The informal economy is particularly vulnerable to the fear that is stoked by bad data. When the future is uncertain people cut back on small luxuries like purchasing snacks on the street or having their hair done, yet these discretionary purchases are the mainstay of the non-farm enterprise sector. This sector has also been hit badly by government restrictions on transportation, markets, bars and restaurants.

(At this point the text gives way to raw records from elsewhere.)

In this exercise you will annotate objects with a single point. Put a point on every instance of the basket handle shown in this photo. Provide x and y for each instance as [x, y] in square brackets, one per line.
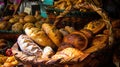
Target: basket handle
[103, 15]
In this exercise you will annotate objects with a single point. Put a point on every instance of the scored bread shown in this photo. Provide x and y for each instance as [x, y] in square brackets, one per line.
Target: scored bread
[39, 36]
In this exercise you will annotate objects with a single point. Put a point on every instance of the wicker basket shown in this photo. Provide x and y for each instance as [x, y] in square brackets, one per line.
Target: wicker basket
[100, 57]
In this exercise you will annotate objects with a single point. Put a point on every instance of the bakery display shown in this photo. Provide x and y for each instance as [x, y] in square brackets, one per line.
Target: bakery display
[60, 40]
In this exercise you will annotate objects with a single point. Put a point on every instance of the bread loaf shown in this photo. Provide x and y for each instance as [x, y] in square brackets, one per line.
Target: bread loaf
[54, 34]
[39, 37]
[28, 46]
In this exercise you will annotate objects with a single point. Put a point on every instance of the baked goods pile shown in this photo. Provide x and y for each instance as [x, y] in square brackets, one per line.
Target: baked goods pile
[48, 45]
[45, 43]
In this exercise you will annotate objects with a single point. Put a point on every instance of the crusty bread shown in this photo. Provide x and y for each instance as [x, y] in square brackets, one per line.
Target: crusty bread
[39, 36]
[28, 46]
[54, 34]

Why were projections so bad? Partly because it is hard to collect good data in a crisis. But also, we believe, because dramatic headlines make for a better story. Agencies face asymmetric incentives: They are likely to face more criticism for underestimating rather than overestimating the impact of an emergency. As they scramble to raise funding for a crisis in a world grown weary of alarm calls, the temptation is to focus on the upper range of plausible estimates.
But collectively focusing on worst-case scenarios can make people fatalistic, damaging efforts to prevent the disease from spreading. It also has a negative effect on the economy and makes it harder for those seeking to raise money for future crises. Independent data sources and assessments are vital to our understanding of and response to the crisis.
There is real suffering in Sierra Leone today and a lot the international community can do, but we need to be clear- sighted and level-headed about the problems if we are to help effectively.